Review: The Woman in Black (Watkins, 2012)

Woman in Black is the much-anticipated second film from the British director James Watkins after the equally-as-eerie ‘Eden Lake’ was released in 2008. Daniel Radcliffe attempts his first adult role, after eleven years in robes he has transformed into the tortured London Lawyer Arthur Kipps. Once the initial shock of a widowed Harry Potter who is suddenly a single father with rather unconvincing facial hair, Radcliffe proceeds to deliver an altogether passable performance and the image of a fourteen year boy brandishing a wand begins to fade.
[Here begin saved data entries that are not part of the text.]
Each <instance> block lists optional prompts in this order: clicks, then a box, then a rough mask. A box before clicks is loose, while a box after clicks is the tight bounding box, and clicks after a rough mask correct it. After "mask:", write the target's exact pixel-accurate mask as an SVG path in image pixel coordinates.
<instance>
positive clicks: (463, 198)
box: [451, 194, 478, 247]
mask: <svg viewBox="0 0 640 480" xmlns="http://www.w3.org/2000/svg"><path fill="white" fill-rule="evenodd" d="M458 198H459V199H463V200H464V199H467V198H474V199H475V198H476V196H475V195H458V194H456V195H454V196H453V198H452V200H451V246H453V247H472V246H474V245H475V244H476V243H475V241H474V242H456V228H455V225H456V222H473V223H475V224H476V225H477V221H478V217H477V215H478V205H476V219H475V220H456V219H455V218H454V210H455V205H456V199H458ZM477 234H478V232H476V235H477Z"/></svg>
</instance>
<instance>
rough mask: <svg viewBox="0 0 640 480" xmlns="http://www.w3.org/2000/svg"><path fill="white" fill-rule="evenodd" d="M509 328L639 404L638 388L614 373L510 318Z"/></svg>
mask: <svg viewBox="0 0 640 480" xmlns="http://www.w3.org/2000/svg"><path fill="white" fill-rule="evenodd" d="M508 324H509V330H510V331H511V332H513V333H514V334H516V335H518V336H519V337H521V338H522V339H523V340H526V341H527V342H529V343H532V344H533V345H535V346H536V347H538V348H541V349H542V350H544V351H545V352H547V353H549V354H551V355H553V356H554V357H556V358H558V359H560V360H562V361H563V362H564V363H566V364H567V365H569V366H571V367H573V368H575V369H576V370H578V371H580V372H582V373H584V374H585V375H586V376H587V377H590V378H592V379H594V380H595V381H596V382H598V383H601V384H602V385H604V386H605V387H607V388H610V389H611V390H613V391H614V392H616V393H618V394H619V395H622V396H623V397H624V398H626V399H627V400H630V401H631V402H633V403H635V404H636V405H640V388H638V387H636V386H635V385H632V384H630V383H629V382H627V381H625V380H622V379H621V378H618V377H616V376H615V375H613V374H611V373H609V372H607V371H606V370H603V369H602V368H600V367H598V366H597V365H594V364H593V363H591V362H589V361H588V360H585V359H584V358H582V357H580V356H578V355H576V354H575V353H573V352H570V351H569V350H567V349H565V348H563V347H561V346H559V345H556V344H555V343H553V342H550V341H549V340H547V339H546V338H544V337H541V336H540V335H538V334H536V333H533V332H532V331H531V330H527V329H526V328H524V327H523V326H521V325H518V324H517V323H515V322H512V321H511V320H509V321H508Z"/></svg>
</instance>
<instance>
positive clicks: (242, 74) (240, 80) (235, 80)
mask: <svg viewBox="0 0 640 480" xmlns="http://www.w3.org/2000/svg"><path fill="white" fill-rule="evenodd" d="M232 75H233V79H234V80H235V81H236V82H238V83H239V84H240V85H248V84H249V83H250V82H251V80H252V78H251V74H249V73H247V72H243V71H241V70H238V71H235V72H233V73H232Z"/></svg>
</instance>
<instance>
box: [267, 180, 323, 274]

An irrefutably morose character, Kipp’s angelic four year old son Joseph (played by Misha Handley) encapsulates the tone of their damaged relationship through a caricature with a colossal frown and an angel in heaven. If an uplifting tale full of enlightenment and promise, where good defeats evil is what you crave then this is not the film for you. The disturbing story full of spirits, secrets and shadowing shapes is sure to deliver traditional suspense.

Opening the film with the supposed suicide of three young girls, the ominous score begins to resonate around an already silent cinema in which a general feeling hits; this film should not be a 12A. Set in the (fictional) remote British town of Crithyn Giffard, awash with death, fear hangs over the town mirroring the thick fog covering the marshes. Arthur Kipps looks to settle the estates of the late Alice Drablow. Kipps only ally in the town suffocating in lies and suspicion is Samuel Daily, effortlessly delivered by Ciarian Hinds. A wealthy and rational man, utterly unconvinced by the rumors rife in the local village provides a more grounded associate, despite his mentally unhinged wife Elizabeth (rather amusingly played by Janet McTeer).

The standard ghost story favorite; gothic Victorian architecture, surrounded by graves, cut off from society and suffocating in inexplicably opaque mist, the aptly named Eel Marsh house provides suitably cliché surroundings for a good old fashioned ghost story. With stairs creaking and chairs rocking ‘The Woman in Black’ delivers a chilling yet predictable plot as opposed to the mentally unsettling thriller originally written by Susan Hill in 1983, it offers a satisfyingly seat grabbing suspense. The unsettling wind up dolls with glassy stares, skulking spirits and perfectly placed pauses are sure to have your heart racing.

The jury is still out whether Potter, sorry Radcliffe, will ever be able to leave his wizarding days behind, the lack of demanding dialogue from a character that is ultimately sustained through subtly placed silences and anguished looks leaves the viewer satisfied, yet unconvinced that the lightning bolt scar has well and truly healed.